The National Institutes of Health was creating a similar program in the United States when it discovered that one of the biomedical compounds that Shapiro's team has been using depends on cow brains. Roche Applied Sciences was selling the team an enzyme that allows doctors to extract healthy islet cells. But Roche was buying the bacteria that secretes the enzyme from a third company, which grew the bacteria using fat from cow brains.
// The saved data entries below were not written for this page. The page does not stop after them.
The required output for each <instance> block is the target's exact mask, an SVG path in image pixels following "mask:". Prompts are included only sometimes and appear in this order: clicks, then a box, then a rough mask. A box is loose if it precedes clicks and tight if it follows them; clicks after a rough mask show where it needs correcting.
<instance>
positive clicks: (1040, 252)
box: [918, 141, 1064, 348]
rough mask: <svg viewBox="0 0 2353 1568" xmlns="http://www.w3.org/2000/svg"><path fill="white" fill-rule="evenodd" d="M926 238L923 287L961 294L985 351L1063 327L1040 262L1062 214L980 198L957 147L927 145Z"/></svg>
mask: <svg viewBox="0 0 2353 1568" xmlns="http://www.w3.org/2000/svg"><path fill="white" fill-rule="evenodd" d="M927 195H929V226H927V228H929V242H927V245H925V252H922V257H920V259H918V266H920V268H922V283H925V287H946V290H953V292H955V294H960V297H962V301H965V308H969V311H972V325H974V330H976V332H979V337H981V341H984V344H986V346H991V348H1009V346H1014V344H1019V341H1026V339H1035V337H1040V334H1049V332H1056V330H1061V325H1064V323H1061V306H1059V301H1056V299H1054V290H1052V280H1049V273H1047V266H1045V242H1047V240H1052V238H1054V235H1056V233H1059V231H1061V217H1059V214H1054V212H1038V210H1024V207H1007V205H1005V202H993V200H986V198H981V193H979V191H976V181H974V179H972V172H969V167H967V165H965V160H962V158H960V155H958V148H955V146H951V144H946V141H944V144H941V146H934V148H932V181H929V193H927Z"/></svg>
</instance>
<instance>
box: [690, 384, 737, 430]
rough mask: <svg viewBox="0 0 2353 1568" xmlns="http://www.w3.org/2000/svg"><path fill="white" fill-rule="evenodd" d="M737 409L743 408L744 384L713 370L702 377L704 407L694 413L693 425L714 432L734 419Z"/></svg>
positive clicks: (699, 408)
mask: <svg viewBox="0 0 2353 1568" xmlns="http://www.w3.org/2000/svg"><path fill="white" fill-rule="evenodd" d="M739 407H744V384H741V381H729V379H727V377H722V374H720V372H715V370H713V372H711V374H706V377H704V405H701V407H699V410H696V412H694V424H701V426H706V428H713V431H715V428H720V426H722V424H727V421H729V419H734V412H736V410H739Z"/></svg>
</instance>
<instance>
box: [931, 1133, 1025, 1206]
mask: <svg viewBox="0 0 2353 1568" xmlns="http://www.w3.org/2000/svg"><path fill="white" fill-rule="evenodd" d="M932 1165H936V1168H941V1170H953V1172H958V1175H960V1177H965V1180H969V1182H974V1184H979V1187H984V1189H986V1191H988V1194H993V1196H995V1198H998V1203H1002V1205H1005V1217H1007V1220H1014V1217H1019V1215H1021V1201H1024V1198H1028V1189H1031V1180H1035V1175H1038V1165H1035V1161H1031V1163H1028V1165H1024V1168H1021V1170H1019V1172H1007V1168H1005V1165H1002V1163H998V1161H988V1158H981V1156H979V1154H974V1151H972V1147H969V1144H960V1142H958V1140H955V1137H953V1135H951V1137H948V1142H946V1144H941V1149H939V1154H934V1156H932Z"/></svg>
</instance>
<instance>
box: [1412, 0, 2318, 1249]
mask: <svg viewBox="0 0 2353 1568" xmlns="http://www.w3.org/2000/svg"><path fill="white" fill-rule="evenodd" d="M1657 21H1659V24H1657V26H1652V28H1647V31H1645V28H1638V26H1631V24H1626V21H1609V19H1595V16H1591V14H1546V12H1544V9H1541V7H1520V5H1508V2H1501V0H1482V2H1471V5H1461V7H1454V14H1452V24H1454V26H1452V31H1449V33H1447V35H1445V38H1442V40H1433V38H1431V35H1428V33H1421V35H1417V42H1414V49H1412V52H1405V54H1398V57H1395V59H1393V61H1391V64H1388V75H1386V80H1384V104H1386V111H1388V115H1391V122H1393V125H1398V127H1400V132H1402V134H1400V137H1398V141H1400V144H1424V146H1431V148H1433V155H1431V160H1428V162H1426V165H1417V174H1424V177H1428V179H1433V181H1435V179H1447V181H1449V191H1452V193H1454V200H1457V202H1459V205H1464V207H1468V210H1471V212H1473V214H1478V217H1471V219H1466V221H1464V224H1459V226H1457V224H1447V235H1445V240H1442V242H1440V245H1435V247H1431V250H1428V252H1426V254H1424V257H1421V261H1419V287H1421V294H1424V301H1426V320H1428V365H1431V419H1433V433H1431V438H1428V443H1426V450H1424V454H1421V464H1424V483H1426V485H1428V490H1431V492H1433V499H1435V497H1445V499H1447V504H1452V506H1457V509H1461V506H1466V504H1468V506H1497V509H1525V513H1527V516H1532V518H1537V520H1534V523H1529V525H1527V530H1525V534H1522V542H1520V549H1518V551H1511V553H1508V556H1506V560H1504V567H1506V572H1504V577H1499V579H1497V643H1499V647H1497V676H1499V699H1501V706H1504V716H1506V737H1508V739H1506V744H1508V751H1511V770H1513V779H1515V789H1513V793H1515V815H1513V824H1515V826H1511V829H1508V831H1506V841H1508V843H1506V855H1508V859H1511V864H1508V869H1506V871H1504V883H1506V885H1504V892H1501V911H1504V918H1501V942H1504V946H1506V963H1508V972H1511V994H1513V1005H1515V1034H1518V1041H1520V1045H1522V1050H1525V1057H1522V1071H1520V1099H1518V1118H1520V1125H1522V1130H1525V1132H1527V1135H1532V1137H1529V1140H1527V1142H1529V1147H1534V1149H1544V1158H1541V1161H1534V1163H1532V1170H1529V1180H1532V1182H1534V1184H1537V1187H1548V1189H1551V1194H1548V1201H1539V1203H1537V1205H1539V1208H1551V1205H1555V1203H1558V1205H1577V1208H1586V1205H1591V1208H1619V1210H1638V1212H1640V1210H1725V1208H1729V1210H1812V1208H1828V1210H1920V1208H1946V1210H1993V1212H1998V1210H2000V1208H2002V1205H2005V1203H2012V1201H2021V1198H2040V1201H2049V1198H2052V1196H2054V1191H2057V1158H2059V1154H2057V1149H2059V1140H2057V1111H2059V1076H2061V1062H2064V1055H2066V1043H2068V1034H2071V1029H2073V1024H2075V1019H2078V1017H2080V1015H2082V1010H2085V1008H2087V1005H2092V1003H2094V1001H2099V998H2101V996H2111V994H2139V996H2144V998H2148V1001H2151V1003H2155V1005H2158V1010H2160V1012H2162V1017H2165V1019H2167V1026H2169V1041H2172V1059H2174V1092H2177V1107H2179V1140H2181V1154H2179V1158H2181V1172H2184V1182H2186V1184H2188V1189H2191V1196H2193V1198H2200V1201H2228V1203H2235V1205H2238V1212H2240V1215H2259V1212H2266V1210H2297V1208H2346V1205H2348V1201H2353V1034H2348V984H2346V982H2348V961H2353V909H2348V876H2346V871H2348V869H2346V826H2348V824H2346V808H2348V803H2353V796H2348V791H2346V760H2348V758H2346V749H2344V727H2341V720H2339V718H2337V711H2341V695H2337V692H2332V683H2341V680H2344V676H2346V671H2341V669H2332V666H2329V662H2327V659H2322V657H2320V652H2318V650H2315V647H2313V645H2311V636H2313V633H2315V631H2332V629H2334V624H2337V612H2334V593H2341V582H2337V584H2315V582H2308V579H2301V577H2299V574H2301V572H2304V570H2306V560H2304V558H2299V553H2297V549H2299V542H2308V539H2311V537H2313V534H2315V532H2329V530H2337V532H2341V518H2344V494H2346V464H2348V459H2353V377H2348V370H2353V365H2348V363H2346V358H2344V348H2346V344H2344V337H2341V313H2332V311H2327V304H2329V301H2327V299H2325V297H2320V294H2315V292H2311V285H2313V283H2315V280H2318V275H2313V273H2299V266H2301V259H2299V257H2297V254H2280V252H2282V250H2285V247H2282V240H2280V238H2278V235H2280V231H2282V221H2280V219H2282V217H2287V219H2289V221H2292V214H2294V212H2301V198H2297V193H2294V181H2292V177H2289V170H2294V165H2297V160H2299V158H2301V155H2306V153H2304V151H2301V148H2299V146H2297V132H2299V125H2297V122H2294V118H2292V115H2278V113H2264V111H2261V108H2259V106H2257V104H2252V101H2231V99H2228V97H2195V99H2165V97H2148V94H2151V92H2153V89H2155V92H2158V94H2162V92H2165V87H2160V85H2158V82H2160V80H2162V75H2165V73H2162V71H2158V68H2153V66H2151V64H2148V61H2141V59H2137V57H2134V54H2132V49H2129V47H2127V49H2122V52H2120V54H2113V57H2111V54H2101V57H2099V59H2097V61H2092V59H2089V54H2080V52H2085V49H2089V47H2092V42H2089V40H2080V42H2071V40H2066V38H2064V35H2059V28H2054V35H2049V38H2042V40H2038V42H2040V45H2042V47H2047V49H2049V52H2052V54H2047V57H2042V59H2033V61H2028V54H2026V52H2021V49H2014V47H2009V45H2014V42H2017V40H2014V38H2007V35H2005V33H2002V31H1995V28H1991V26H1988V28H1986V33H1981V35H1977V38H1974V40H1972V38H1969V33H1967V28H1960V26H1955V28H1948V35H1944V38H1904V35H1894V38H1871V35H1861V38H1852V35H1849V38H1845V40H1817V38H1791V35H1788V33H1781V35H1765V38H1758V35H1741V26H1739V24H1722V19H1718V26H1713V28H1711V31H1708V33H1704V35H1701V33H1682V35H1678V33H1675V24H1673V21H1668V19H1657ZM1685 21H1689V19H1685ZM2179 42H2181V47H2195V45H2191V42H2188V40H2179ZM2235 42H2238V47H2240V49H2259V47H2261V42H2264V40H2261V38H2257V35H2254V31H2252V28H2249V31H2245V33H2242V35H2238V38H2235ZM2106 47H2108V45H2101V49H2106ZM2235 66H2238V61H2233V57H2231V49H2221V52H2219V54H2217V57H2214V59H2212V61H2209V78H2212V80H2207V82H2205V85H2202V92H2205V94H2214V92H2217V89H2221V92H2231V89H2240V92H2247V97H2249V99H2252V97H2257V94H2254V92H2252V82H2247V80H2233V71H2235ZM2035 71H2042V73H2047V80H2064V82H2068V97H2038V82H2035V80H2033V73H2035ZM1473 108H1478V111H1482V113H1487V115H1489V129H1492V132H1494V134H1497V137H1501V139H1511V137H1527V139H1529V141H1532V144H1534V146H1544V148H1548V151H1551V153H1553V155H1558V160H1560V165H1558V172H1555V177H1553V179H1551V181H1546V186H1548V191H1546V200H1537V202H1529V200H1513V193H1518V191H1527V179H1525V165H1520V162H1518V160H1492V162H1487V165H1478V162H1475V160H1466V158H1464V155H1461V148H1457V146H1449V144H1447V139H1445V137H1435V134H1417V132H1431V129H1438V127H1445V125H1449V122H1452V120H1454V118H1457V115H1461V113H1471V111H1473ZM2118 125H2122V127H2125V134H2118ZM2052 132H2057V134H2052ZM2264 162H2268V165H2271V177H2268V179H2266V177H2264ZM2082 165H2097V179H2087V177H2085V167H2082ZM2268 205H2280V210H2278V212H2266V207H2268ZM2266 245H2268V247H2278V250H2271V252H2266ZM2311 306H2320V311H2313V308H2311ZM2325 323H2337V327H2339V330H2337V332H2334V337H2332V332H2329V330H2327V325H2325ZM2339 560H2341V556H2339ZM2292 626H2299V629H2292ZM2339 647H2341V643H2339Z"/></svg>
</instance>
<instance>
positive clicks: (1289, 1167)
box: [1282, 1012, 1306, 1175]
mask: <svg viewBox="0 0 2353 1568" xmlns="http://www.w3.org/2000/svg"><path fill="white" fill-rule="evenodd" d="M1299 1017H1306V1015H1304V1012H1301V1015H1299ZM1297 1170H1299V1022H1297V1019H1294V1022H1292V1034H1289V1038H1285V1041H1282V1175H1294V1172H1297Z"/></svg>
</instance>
Roche spokeswoman Michele Beaubien said from Montreal that the enzyme is sold for research purposes only.

The more I learn these days about medicine and how it is applied to diabetes - the more I feel as though everything is for research purposes only. Don't you? As Yogi Berra said, "it ain't over till it's over". A big thanks to Dave of No Sugar Tonight for bringing this story to my attention.

In 1996 a 41 year old male (a type 1 diabetic for 18 years) was injected with biocapsules containing pig islets to regulate his blood sugar level. The transplanted cells helped reduce the patient's insulin requirement by 34% for over a year, which provided better control. By 2005 the patient's glycated hemoglobin levels (HbA1c) remained lower than the pre-transplant levels.

Ten years later, the patent contacted Living Cell Technologies to inform them that he believed the transplanted pig islets were still alive and well. After tests were conducted, it was concluded that the pig cells were (as he reported) still functioning. This proved that the LCT patented technology for xenotransplantation was effective. It allows the islets to survive at least ten years in a micro-capsule coating and continue to release insulin into the patient's bloodstream without immune suppression. After tests we conducted on the type of insulin present in the patients blood - it was with 100% certainty that it was pig and not human insulin.

LCT has significantly advanced the encapsulation process since the 1996 clinical trial and there is an even greater understanding and control over the longevity and robustness of the encapsulation process, as well as the porcine islet cells. LCT will be trialing the DiabeCell pig islet cell transplant in patients in a phase I/IIa clinical trial, expected to begin in Quarter 2, 2007. In addition, LCT is awaiting approval to conduct an additional trial in New Zealand this year with a different treatment protocol. Subsequent trials in the US or Europe are intended following initial results from these studies.

If overseas trials are coming through with flying colors - why aren't we doing this yet? C'mon USA - where's your competitive spirit? All these pigs up in Spring Point might be put to good use, after all. Oink Oink.

Just like a referee to normalize play throughout the game - DiaKine Therapeutics is developing ways to normalize the body's immune system.

The new drugs modulate cytokines, part of the body's immune system, which mistakenly attack normal organs and tissue and cause diseases such as: diabetes, multiple sclerosis and inflammatory bowel disease. Research by Dr. Nadler and his collaborators published in 2006 showed that controlling certain cytokines can arrest the progression of, or reverse, type 1 diabetes in an animal model.

The company's first product, IsletLifeLSF Media 1 is designed to improve the viability and insulin producing capabilities of harvested islet cells prior to transplant. This would potentially improve the success rate of the procedure. Additional therapeutics under development by DiaKine include: adjunct therapy to islet cell transplants, halting the progression of type 1 diabetes in newly diagnosed adults, treatment and prevention of Latent Autoimmune Diabetes of Adults (LADA), treatment and prevention of insulin requiring type 2 diabetic, treatment and prevention of diabetes complications.

It all sounds like good stuff in the works. Keep an eye on the progress and press releases of DiaKine, as well as their research partner - the Diabetes Research Institute. A lot is happening these days. What else have you seen or heard about in the autoimmune arena?